The Semantic Web (cf. lecture Semantic Web) makes some attempts to provide, extend and/or annotate Web Data towards a machine-readable way. For this, the RDF data format is used, together with the OWL ontology language for describing metadata.

Potential Topics

  • IBM RDF-to-relational Storage:
    Comment: a (very sophisticated) mapping to design a relational schema for mapping RDF data into a relational DB.
    Paper: Mihaela A. Bornea, Julian Dolby, Anastasios Kementsietsidis, Kavitha Srinivas, Patrick Dantressangle, Octavian Udrea, Bishwaranjan Bhattacharjee: Building an efficient RDF store over a relational database. SIGMOD Conference 2013: 121-132
    [assigned to S.S.]
  • The ontop Project (FU Bolzano)
    Comment: An approach for OBDA (ontology-based data access), querying existing (relational) DBs using ontology information. I.e., the other way round as our RDF2Rel: the relational DB exists, the user states SPARQL queries using a (manually developed) ontology. Ontop then provides the functionality for mapping SPARQL to the underlying DB.
    Paper: Mariano Rodriguez-Muro, Roman Kontchakov, Michael Zakharyaschev: Ontology-Based Data Access: Ontop of Databases. International Semantic Web Conference (1) 2013: 558-573
    [assigned to L.R.]
  • RDF database generated from wikipedia: DBpedia
    Comment: describe the project, evaluate its public interface and data quality, describe how its data is obtained, storage etc.
    [assigned to A.T.]
  • RDF database/ontology from wikipedia and geonames: YAGO/YAGO2
    Comment: describe the project, evaluate its public interface and data quality, describe how its data is obtained, storage etc.
    Starting Paper: Fabian M. Suchanek, Gjergji Kasneci, Gerhard Weikum: YAGO: A Core of Semantic Knowledge Unifying WordNet and Wikipedia. WWW 2007: 697-706
    [assigned to G.J.]
  • WebScrapping via Browser Automation with Selenium
    Comment: Evaluate, do a case study, and describe. Neither XML nor RDF knowledge required, but practical competence obviously needed.
    [assigned to O.S.]
  • A theoretical paper that presents a true algebra over RDF data.
    Leonid Libkin, Juan L. Reutter, Domagoj Vrgoc: Trial for RDF: adapting graph query languages for RDF data. PODS 2013: 201-212
  • WebScrapping with OXPath/Diadem
    Comment: Evaluate, do a case study, and describe. Based on XPath/XML. No RDF knowledge required, but XML/XPath knowledge required.
    [assigned to A.Z.]

Note: Papers can be found via the DBLP (originally, DBLP meant "Databases and Logic Programming", but by now it covers all topics in Computer Science), or simply by searching for the paper title with google (this often yields the pdf directly). A list of other papers of the same authors can then be found via DBLP.

Form of the Seminar

The intention of the seminar is to get an overview of the state of the art in data integration from the Web and background data management.
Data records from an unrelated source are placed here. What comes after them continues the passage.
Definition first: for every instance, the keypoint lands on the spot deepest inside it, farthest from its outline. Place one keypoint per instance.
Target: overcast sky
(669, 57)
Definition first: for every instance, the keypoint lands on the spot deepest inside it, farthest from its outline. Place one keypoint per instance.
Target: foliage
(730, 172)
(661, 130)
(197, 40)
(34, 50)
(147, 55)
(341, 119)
For each topic, the following has to be done:

  • a written tutorial-style paper that gives an overview of an approach,
  • evaluate some tools, write a report (installation, functionality, usability, ...) [optionally german or english]
  • prepare an illustrative medium-size case study using one or more tools (optionally: comparatively)
  • a presentation giving the tutorial and showing a demo of how to use it (about 90 minutes incl. discussion; optionally german or english).